IKD avec rapport détaillé sur les allégations de manipulation dans l'acte de l'affaire “Lumez”

L'Institut pour la justice du Kosovo a publié un rapport, dans lequel il a analysé les enquêtes préliminaires de l'affaire, qui a été rendu public au sujet d'allégations de manipulation de l'examen juridictionnel par le Procureur en chef de l'État, Alexander Lumezi. L'IKD rappelle que les enquêtes ont été menées par un subordonné du procureur général, qui est le chef du Département du crime [...]
L'IKD rappelle que les enquêtes ont été menées par un subordonné du procureur général, qui est le chef du département de la criminalité Randa à la Fondation de Pristina Procureur Kujtim Munich, rapporte KTV.
Sur la base des lois en vigueur, les enquêtes sur cette affaire ont dû être menées par le Procureur spécial, étant donné que le poste de procureur principal de l'État entre dans les postes les plus élevés de l'État, dont les actes font l'objet d'une enquête du SPRK.
Ainsi, selon l'IKD, toute mesure prise par Munich est contraire à la loi.
Le rapport mentionne également les influences politiques. Le ministre de la Justice Abelard Tahiri, lors de sa déclaration, avait préjugé les enquêtes de l'accusation qu'elles finiraient dans peu de temps.
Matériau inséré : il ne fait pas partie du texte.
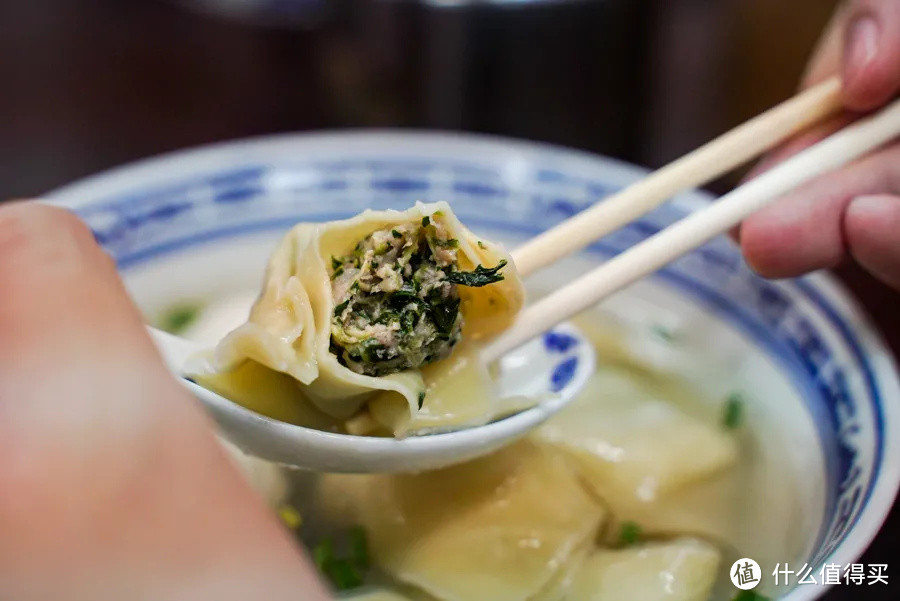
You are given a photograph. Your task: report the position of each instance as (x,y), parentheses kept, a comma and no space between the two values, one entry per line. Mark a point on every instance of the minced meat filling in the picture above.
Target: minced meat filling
(396,300)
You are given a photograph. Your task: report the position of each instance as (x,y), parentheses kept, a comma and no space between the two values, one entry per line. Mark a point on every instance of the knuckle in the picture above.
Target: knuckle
(40,236)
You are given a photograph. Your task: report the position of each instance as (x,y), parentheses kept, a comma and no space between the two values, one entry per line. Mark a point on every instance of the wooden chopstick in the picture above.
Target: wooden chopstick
(694,230)
(725,153)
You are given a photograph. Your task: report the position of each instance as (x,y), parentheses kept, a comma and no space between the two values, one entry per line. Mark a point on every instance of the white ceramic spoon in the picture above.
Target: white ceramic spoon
(554,366)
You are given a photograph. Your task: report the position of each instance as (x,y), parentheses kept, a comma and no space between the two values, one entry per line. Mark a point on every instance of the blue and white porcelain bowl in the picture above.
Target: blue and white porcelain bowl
(200,223)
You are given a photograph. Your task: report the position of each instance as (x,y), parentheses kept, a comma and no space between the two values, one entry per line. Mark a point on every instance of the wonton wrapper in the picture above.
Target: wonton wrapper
(680,570)
(289,331)
(647,460)
(497,528)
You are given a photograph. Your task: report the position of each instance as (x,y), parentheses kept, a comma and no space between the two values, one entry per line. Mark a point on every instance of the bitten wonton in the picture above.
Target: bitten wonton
(357,319)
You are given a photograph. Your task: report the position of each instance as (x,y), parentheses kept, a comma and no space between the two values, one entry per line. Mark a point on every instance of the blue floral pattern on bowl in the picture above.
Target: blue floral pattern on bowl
(807,325)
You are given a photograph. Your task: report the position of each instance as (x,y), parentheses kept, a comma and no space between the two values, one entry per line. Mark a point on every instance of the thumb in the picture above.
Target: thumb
(871,57)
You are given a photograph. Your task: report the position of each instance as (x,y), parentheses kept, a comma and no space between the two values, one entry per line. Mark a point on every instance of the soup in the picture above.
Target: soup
(643,488)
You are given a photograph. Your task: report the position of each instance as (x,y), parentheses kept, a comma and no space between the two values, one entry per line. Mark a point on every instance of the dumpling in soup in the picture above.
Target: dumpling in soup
(367,308)
(649,461)
(497,528)
(679,570)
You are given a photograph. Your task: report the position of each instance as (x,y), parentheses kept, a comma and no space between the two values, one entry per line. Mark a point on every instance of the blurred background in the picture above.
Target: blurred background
(89,84)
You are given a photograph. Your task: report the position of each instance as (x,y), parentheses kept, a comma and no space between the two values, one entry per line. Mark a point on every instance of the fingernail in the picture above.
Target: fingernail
(862,45)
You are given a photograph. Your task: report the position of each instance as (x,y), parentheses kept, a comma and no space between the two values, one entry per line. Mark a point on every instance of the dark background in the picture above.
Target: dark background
(89,84)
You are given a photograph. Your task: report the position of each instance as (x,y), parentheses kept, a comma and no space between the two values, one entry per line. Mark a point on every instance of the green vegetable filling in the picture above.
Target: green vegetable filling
(177,318)
(396,301)
(733,412)
(347,571)
(629,534)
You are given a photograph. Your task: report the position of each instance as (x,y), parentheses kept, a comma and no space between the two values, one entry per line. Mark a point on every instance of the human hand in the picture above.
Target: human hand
(854,211)
(112,484)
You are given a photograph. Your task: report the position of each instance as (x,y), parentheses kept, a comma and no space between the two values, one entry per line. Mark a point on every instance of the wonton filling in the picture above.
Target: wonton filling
(396,301)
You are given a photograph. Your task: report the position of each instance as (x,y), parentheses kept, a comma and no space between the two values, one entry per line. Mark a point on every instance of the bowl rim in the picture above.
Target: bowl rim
(214,157)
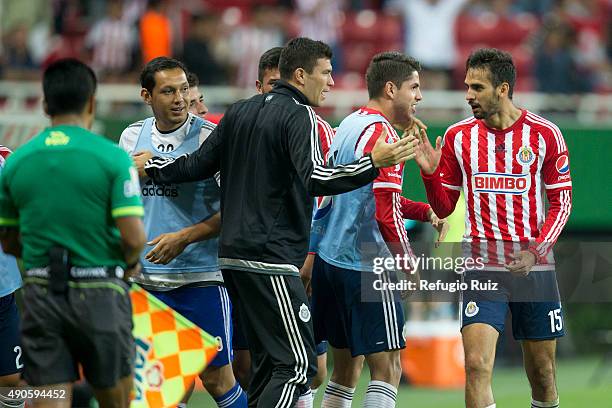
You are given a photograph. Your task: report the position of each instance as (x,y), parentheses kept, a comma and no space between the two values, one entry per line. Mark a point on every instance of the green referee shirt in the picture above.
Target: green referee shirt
(65,188)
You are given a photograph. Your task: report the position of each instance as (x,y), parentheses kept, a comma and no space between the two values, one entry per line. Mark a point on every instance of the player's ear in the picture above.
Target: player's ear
(145,95)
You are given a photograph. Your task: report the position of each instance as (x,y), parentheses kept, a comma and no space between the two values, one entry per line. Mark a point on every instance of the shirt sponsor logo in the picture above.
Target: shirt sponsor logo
(563,177)
(525,156)
(562,164)
(500,148)
(501,183)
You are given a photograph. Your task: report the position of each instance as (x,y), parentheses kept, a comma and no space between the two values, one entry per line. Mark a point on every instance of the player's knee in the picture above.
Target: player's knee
(477,365)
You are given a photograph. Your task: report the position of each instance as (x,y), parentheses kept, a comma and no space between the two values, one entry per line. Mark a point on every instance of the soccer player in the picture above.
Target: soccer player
(196,99)
(358,226)
(11,362)
(502,158)
(267,151)
(70,207)
(182,268)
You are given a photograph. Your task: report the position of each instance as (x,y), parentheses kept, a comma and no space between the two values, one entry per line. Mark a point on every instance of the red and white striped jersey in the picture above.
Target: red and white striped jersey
(503,174)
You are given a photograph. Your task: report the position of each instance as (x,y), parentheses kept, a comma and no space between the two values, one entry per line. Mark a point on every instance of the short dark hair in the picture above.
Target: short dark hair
(389,66)
(498,62)
(269,60)
(303,53)
(192,79)
(147,76)
(67,86)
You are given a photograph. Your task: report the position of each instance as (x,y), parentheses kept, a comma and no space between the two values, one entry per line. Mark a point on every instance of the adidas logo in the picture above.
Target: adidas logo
(151,189)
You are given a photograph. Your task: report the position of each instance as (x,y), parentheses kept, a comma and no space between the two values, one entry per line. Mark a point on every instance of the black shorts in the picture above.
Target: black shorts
(90,324)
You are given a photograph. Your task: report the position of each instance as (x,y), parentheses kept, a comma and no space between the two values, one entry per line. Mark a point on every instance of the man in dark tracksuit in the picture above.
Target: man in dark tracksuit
(268,152)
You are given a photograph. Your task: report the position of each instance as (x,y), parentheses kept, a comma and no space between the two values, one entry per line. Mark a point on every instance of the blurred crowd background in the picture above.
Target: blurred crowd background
(560,46)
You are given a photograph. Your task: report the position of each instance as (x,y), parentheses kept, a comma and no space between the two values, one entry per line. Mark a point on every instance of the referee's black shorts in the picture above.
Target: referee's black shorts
(90,324)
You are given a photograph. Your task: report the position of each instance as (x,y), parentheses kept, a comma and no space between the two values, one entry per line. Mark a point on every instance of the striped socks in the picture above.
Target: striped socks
(337,396)
(540,404)
(380,395)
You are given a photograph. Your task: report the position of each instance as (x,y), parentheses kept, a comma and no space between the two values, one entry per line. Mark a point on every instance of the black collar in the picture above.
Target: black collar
(285,88)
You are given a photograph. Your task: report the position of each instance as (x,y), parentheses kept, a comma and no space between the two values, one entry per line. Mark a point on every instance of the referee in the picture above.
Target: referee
(70,208)
(268,151)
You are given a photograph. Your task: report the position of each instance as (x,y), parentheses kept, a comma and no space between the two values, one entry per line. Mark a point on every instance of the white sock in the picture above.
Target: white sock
(540,404)
(337,396)
(305,400)
(380,395)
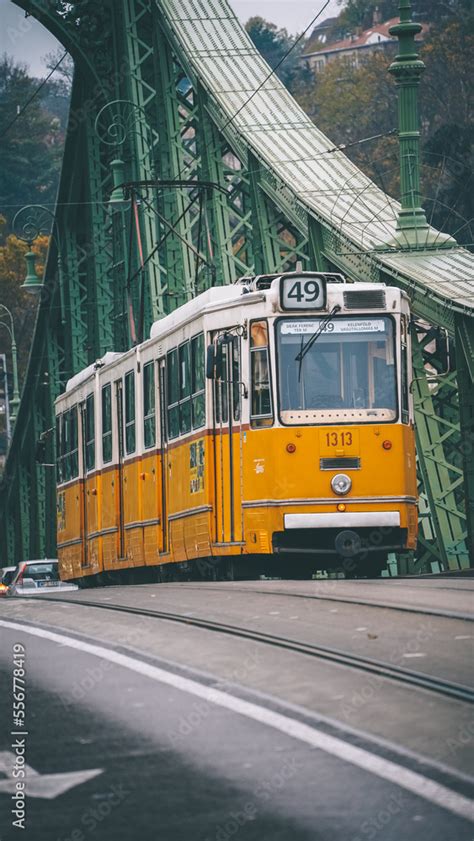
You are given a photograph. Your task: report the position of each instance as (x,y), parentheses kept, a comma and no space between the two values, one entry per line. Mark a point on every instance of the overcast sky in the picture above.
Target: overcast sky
(28,41)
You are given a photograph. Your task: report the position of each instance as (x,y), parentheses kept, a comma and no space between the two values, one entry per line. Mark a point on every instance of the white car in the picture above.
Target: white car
(33,578)
(6,578)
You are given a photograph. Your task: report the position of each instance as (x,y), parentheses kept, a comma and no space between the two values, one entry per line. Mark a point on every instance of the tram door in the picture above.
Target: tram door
(227,442)
(118,387)
(163,455)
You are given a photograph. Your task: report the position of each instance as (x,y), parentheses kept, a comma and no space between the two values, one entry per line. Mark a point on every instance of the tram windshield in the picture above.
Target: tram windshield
(347,374)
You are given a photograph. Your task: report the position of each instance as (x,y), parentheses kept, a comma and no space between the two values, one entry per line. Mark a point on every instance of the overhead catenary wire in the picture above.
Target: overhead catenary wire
(33,96)
(277,66)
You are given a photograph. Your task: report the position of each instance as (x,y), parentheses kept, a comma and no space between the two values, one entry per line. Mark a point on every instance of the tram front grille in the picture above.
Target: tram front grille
(339,463)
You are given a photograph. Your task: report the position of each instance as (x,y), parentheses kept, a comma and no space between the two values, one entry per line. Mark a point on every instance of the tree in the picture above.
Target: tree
(447,100)
(273,43)
(351,105)
(360,14)
(21,304)
(31,144)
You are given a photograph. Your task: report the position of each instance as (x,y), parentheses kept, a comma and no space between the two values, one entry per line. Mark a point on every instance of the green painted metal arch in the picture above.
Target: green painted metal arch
(289,197)
(302,169)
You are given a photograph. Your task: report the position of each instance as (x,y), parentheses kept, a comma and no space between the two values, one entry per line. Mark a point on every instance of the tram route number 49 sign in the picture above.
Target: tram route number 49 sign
(303,293)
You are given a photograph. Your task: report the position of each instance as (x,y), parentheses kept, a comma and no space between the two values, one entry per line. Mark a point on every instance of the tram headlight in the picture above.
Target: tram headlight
(341,484)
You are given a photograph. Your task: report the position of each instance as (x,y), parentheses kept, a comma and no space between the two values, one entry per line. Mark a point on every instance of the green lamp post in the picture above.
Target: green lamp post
(30,222)
(15,401)
(412,230)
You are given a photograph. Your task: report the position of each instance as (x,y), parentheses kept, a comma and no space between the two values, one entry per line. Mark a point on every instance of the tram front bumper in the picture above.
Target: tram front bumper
(342,520)
(341,533)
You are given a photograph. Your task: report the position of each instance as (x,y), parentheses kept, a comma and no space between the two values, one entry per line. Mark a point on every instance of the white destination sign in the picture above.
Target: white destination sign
(339,325)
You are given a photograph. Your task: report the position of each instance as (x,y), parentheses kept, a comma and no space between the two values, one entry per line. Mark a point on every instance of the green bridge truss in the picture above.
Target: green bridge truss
(174,90)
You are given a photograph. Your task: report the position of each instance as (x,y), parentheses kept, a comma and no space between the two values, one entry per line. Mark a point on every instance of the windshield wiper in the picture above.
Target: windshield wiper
(309,344)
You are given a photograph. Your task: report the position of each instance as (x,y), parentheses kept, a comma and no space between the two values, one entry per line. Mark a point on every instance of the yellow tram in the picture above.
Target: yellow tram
(265,426)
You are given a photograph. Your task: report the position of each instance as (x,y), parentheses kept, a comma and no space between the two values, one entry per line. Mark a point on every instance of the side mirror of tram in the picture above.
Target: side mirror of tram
(40,452)
(210,362)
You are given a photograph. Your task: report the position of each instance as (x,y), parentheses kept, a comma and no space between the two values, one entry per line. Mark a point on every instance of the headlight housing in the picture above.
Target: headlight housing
(341,484)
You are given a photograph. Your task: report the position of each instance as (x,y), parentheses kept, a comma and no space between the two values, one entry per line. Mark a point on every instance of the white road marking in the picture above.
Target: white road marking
(418,784)
(46,786)
(414,654)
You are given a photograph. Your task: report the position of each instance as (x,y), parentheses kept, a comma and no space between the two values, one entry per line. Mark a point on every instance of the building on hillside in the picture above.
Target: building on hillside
(355,48)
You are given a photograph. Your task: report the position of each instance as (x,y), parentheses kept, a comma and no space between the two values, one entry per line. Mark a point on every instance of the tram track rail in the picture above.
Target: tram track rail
(369,665)
(447,614)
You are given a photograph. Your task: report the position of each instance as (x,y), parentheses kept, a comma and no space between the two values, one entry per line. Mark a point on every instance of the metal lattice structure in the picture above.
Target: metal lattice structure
(174,90)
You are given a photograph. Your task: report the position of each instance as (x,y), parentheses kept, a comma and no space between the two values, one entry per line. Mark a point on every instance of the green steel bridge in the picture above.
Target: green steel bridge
(226,176)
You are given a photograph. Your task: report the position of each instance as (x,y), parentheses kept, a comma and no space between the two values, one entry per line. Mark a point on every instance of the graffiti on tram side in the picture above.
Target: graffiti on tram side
(196,466)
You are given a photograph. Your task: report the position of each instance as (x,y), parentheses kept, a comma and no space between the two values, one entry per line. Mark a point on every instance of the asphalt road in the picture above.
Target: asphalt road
(170,766)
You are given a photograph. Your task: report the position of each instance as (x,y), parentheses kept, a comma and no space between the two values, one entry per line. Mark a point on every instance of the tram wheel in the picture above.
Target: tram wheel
(370,567)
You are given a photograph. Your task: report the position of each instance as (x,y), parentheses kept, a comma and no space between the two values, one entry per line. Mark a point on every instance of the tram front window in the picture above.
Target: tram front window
(347,375)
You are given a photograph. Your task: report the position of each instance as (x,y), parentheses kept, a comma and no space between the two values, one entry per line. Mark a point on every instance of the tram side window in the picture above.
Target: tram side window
(59,459)
(261,398)
(68,454)
(221,390)
(227,386)
(106,423)
(173,393)
(90,433)
(236,388)
(130,412)
(184,389)
(197,381)
(404,374)
(149,404)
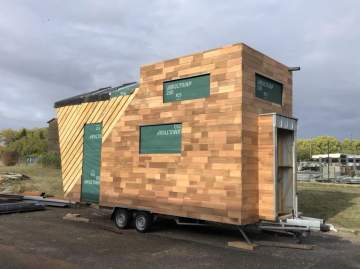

Outre les déclarations faites par le Conseil des procureurs du Kosovo et l'Association des procureurs, qui n'ont pas encore ouvert d'enquête, se sont alignées à côté de Lumez, exigeant une pause dans la recherche médiatique et les désignant comme une campagne contre le Procureur de l'État, l'IKD les a jugés injustes et lésés, ce qui pourrait inévitablement refléter la décision du Procureur de Munich.
Selon ce rapport, la clôture de l'affaire est fondée sur les éléments de preuve d'anciens responsables serbes affectés à des postes au moment des mesures violentes prises dans les années 90, après la surprise de l'autonomie du Kosovo.
Pocuror Munich n'a pas géré les éléments de preuve fournis par des témoins albanais qui étaient membres de la Commission consultative du Jury, qui Lumez en 2000, alors qu'il était en compétition pour les juges et les procureurs, leur avait dit qu'il n'avait pas l'examen juridictionnel, ne présentant même pas un tel certificat.
L'IKD, sur la base de l'acte même du procureur Munich, souligne qu'au Kosovo, la qualité du témoin, ils ont été interrogés: Sahit Shala, Radislav Dimitrijevic, Aleksandar Lumezi, Riza Smaka, Adil Fetah, Enver Hasani, Betim Shala et Zymer Krasniqi.
Bien qu'il n'ait pas décidé d'ouvrir une enquête et qu'il soit contraire à la loi sur la coopération internationale, il a reçu des éléments de preuve et des témoins hors de la voie légale officielle.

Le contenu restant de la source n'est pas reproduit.